I have become so keenly aware of my difference. Who would've thought it could be greater? As a ten-year-old Chilean immigrant girl, I worked so hard to lose my "otherness." I watched hours of American TV sitcoms, adopted the mannerisms, accents, and sarcasm. I "whitened" or Americanized more than my siblings did, at least at first. I studied and learned English so well so I could know it as well as all the other kids in my grade--I needed to be their equal. I became "Beni" since they couldn't say name. I wanted to make it as easy as possible for them to accept me and make myself as "normal" as possible so I wouldn't stand out--you know, in middle school when standing out was a bad thing.
Even though I worked so hard to "be like them," I realize I will never be one of them. Little things over time hinted at it. There are things that I just can't express as well in English, some memories and feelings that are more potent and beautiful in Spanish.
When I became a citizen, I was expected to forsake my country for the United States. But how can they not understand? El amor que se trae en la sangre no se puede borrar. You can't have a Bloody Mary without the tomato juice in it.
(just bear with my metaphors, please).
In the end... even if I am now a United States citizen, I am still different.
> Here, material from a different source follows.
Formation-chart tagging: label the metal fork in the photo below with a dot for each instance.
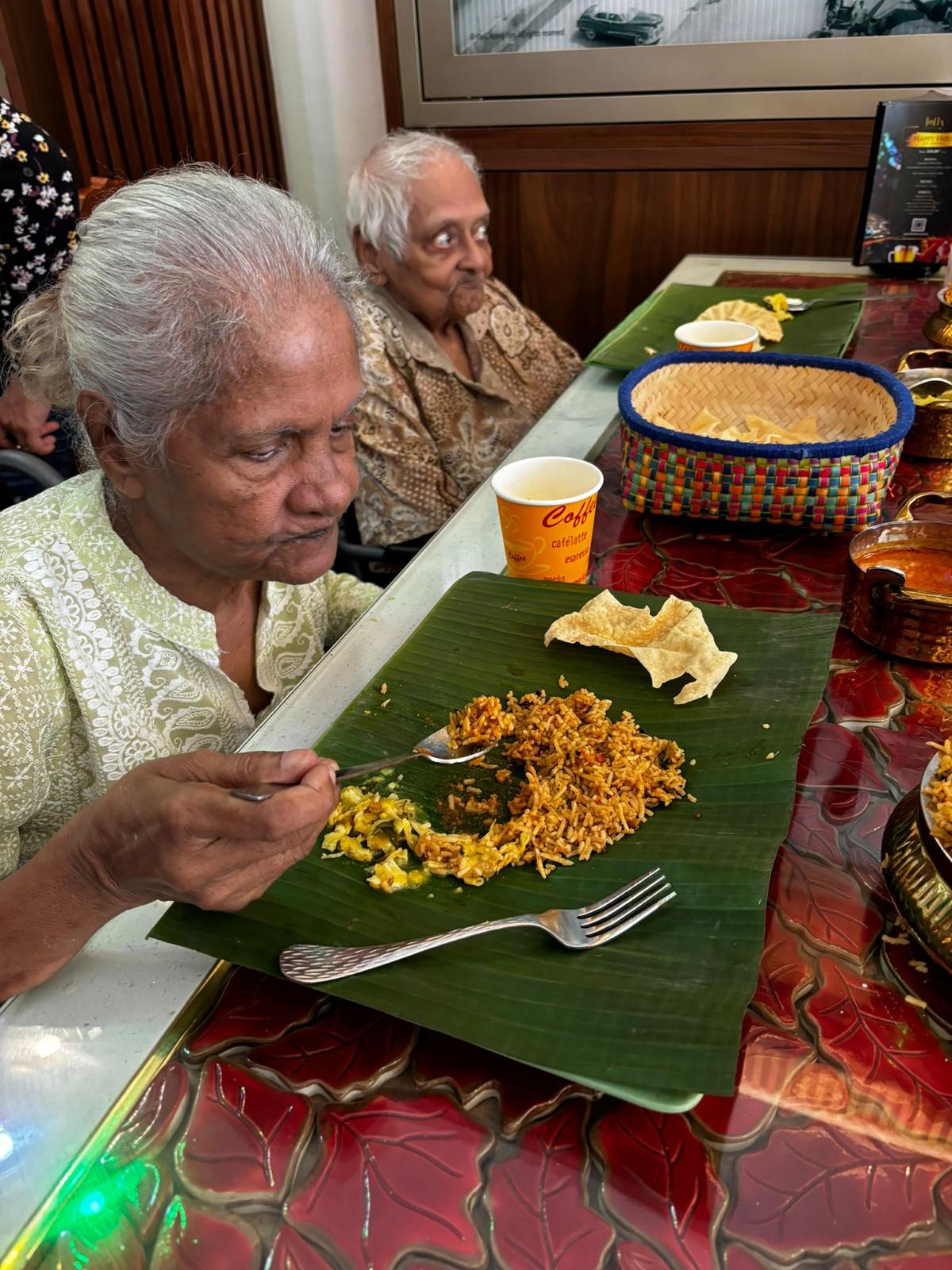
(574, 927)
"Naturalized," not "natural born." The difference remains.
While those words can define it concretely, the difference as I have come to recognize vividly in grad school comes from life and lived experience, in moments, emotions, relationships and people. What I have come to understand is that I was born into and grew up with a completely different dictionary and encyclopedia of world experiences that make sense of my life and my world.
Those around me who have not lived that experience do not understand me. I live life differently. I form relationships differently. I value work and family and friends and my time differently. Touch and actual contact are part of my livelihood. I communicate and connect and survive through relationships and emotional exchanges with those I am close to. My family is equivalent to the blood running through my veins. And a delicious meal can literally make me dance. (Cuban coffee, sweet plantains, manjar—where was I? Ah yes…).
Translation has become a constant part of my existence as I try to explain myself, my experiences, my stories to those around me. And it is no stranger to the academic world.
As far as I can see, it is our burden as Latina/o Communication Studies scholars to explain ourselves, excuse ourselves, give reason for ourselves. If I am wrong in this, I ask that you tell me so! As readers, people need to be compelled by something in order to engage it. In some form it must matter, or relate, or affect them.
Currently, I feel like the drop of oil in an ocean of water. I’m here. I’m floating. I’m hanging out. I am seen. But no one is absorbing me. Or worst yet, I’ve swallowed one of El Chapulín Colorado’s Pastillas de Chiquitolina’s and I am Lilliputian in stature, and it doesn’t matter how much I flail my arms. I am still just a spec of dust in the grand scheme of the academic world. Who cares?! I’m just another minority group trying to talk about my subaltern experience. What’s new?!
I guess in the end what I am finding—and I apologize for my nihilistic perspective. Maybe it’s because it’s April (taxes, you know)—is that that difference I am facing all too often becomes equivalent to feeling insignificant, ignored, unimportant. Too different to be concerned with. Etc., etc.
So what say you, internets? Any hope to spare for a novice academic?